Frances White returned on the folk-harp with Morrison’s Jig into Boys of Blue Hill followed by A Fig for a Kiss into Maid at the Spinning Wheel.
Following the Irish theme I plumbed the depths of my memory and sang a song that I remembered as Peggy Courtin. After looking up the song while writing this I found the song is actually called Peggy Gordon – a traditional Irish song about lost love.
Some great American songwriting next from Rob Watkins singing Something ‘bout You by Kevin Welch, then Tennessee Plates by John Hiatt.
Jess White returned with Old Man from Neil Young’s Harvest album. Very poignant song about youth, age and wisdom nicely played by Jess.

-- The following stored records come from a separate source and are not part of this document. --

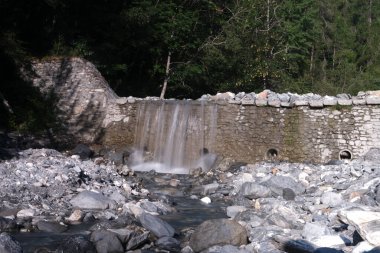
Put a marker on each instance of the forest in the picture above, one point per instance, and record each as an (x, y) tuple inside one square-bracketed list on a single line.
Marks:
[(195, 46)]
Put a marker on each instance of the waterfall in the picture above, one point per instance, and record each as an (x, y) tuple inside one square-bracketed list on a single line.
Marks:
[(175, 134)]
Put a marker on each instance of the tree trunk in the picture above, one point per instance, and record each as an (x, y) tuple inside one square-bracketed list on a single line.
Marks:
[(166, 76), (370, 14)]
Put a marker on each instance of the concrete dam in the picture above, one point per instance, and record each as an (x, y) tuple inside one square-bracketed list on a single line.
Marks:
[(250, 128)]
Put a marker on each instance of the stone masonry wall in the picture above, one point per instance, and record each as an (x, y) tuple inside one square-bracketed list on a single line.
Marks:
[(297, 134), (248, 130)]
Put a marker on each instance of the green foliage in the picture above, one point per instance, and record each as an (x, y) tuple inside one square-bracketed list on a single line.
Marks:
[(327, 47)]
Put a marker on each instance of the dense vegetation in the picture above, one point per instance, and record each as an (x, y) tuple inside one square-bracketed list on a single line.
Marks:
[(198, 46)]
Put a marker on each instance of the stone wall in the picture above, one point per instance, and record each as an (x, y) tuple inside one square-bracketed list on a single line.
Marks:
[(299, 134), (251, 133), (265, 127)]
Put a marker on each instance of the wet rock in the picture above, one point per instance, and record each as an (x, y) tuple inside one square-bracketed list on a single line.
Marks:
[(168, 243), (106, 242), (155, 225), (225, 249), (26, 213), (330, 241), (253, 190), (76, 216), (210, 188), (367, 223), (232, 211), (9, 245), (137, 240), (278, 183), (122, 233), (373, 155), (83, 151), (218, 232), (7, 225), (51, 227), (206, 200), (327, 250), (76, 244), (314, 230), (91, 200), (331, 199), (297, 246)]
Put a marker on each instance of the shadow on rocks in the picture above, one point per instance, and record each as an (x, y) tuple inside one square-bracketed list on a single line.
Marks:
[(302, 246)]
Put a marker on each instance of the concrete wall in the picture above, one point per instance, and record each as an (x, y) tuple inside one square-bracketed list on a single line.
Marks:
[(93, 114), (299, 134)]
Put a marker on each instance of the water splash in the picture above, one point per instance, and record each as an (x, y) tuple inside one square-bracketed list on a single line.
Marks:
[(178, 135)]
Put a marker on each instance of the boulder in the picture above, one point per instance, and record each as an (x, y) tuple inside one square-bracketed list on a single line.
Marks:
[(106, 242), (218, 232), (91, 200), (168, 243), (137, 240), (155, 225), (367, 223), (278, 183), (232, 211), (7, 225), (331, 199), (373, 155), (83, 151), (51, 227), (76, 244), (253, 190), (314, 230), (8, 244)]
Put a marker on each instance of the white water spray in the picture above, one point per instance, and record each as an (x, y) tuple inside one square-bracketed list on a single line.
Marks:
[(178, 136)]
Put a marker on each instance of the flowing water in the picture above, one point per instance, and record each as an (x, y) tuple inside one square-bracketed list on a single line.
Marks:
[(178, 135)]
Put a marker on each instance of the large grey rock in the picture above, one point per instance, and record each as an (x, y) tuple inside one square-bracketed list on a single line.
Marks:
[(278, 183), (7, 225), (232, 211), (226, 249), (83, 151), (331, 241), (331, 199), (8, 244), (314, 230), (52, 227), (253, 190), (76, 244), (218, 232), (367, 223), (373, 155), (91, 200), (106, 242), (137, 240), (168, 243), (155, 225)]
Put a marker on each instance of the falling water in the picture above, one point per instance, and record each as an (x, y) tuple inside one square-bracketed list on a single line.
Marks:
[(178, 135)]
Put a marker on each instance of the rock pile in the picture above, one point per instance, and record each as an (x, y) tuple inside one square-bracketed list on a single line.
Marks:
[(273, 207), (269, 98)]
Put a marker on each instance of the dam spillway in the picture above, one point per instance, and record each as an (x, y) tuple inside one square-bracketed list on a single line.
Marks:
[(175, 134)]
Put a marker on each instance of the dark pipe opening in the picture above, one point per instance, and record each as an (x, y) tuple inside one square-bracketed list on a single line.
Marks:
[(345, 155), (272, 154)]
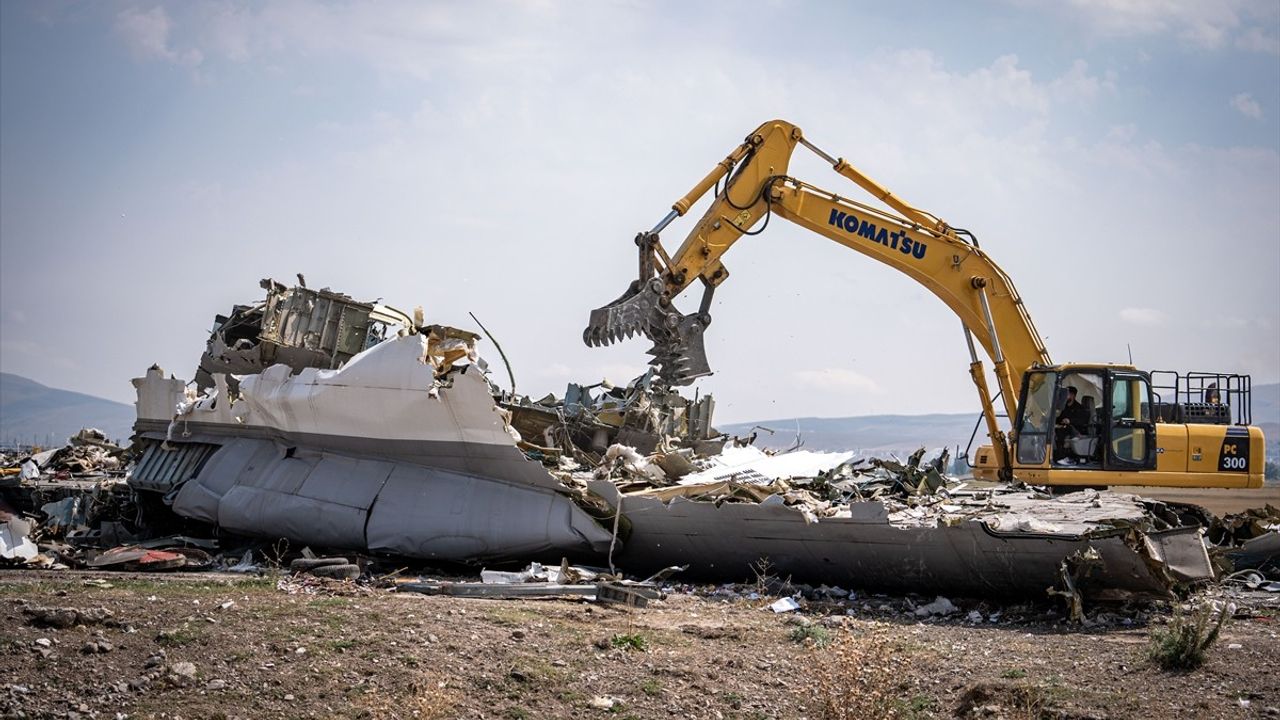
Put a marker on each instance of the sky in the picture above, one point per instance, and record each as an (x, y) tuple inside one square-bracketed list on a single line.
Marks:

Graeme Morrell sang Operator by Jim Croce, then started another impromptu sing-a-long with Eric Clapton’s Layla
James Porter sang Anna (Go to Him). Covered famously by The Beatles the song was written by American soul singer Arthur Alexander, and was personal favourite song of John Lennon. To finish the night James sang The Killing of Georgie by Rod Stewart.
As always tonight was an eclectic mix of pop songs, rock songs, country, blues, and traditional folk music, a great mix of the familiar and the unknown, all well performed by friendly Addingham folk. Looking forward to the next one!